Instructions on Preparing PIDCalib Samples

This page provides information on how to create PIDCalib samples. It is for experts only.

Latest PIDCalib setup instructions

Please follow the instructions on PIDCalib Package webpage. Besides the above, you also need to
getpack PIDCalib/CalibDataSel head

CalibDatSel Package: Produce tuples from DST

The files you need now boil down to: Src/TupleToolPIDCalib.cpp TupleToolPIDCalib.h EvtTupleToolPIDCalib.cpp EvtTupleToolPIDCalib.h

These are places to put Tuple variables.

And dev/makePIDCalibNtuples.ganga.py makePIDCalibNtuples_Run2.py makePIDCalibNtuples.py

makePIDCalibNtuples.py is for Run 1 where the input is various stripping lines

makePIDCalibNtuples_Run2.py is for Run2 where the input is various trigger lines and this matching needs to be done too.

makePIDCalibNtuples.ganga.py simply runs the jobs. (I think you will need to update the DV version listed).

In dev/makePIDCalibNtuples.ganga.py, add

S5TeVdn = PIDCalibJob(
                    year           = "2015"
                 ,  stripVersion   = "5TeV"
                 ,  magPol         = "MagDown"
                 ,  maxFiles       = -1
                 ,  filesPerJob    = 1
                 ,  simulation     = False
                 ,  EvtMax         = -1
                 ,  bkkQuery       ="LHCb/Collision15/Beam2510GeV-VeloClosed-MagDown/Real Data/Reco15a/Turbo01aEM/95100000/FULLTURBO.DST"
                 ,  bkkFlag        = "OK"
                 ,  stream         = "Turbo"
                 ,  backend        = Dirac()
  )
Then execute the file inside ganga:
In [5]:execfile('makePIDCalibNtuples.ganga.py')
Preconfigured jobs you can just submit: 
. PIDCalib.up11.submit()
. PIDCalib.validation2015.submit()
. PIDCalib.up12.submit()
. PIDCalib.down11.submit()
. PIDCalib.S23r1Up.submit()
. PIDCalib.down12.submit()
. PIDCalib.S5TeVdn.submit()
. PIDCalib.test.submit()
. PIDCalib.S23r1Dn.submit()
---------------------

In [6]:PIDCalib.S5TeVdn.submit()

After all jobs finished, you may need to download them to local directory (not sure if needed)

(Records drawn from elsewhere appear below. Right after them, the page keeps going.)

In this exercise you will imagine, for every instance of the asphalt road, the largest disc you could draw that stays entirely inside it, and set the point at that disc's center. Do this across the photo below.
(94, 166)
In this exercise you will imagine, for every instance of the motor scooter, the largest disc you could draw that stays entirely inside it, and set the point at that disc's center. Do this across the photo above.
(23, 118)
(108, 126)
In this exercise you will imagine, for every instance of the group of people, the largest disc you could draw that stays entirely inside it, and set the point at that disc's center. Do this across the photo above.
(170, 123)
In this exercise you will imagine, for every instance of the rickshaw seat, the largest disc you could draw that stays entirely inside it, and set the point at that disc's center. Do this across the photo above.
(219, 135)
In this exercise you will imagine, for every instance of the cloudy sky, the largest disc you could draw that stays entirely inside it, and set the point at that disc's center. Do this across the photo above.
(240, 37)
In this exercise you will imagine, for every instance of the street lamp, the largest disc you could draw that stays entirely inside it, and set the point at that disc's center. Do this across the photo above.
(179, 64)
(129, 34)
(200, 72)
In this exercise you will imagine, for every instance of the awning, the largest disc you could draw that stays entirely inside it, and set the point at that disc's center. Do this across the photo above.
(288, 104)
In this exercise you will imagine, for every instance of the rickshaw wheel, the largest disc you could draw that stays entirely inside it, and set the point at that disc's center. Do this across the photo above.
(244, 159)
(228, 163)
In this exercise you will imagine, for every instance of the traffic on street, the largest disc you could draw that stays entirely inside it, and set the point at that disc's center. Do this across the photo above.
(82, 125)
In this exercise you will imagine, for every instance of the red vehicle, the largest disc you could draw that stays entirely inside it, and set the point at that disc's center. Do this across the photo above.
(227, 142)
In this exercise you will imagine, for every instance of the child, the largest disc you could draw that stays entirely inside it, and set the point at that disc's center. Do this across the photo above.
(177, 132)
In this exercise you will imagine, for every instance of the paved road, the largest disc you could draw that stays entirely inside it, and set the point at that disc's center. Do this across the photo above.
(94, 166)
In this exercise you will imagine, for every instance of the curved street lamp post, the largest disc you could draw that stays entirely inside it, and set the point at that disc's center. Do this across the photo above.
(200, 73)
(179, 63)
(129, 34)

In [6]:for js in j.subjobs:
   ...:     if js.status == 'completed':
   ...:         js.backend.getOutputData()

CaibDataScripts: Produce tuples for each particles

The RICH performance changes as a function of time (depends on conditions and alignment changes). A RooDataSet can only hold so many events and variables before it becomes too large and won’t save correctly. Both of these facts leads us to have a) more than one file per decay channel and b) the numerical index of each file ascends with run number. This is useful so that if someone wants to run over a specific run period they can just select the few relevant files.

Hence this means that the workflow goes like this:

Ntuples finish making --> Run ranges are defined -- > Data split into those specific run ranges -- > any additional selection applied -- >mass fit performed in each run range for each charge -- > data is sWeighted --> spectator variables are added to the data set --> both charge datasets are merged . The same set of steps is repeated for each decay channel. For the protons, since there is more than one momentum range the fit is done separately in each range and then merged. For D*->D(Kpi)pi the data the definition of the run range and the data splitting is a common step for both K and pi, however the mass fits and are done twice (even though it is the same fit).

First, get the package:

getpack PIDCalib/CalibDataScripts head

Inside, There are 3 src directories Src for S20/S0r1 data Src_S21 for S21 Src_Run2 for S22/23

The reason for different directories is due to changes in the ntuple format/naming conventions and changes in stripping cuts, which changed the selection cuts subsequently applied. Also the variables stored in the calibration datasets has also changed as a function of time. E.g for Run 2 we save online and offline variables.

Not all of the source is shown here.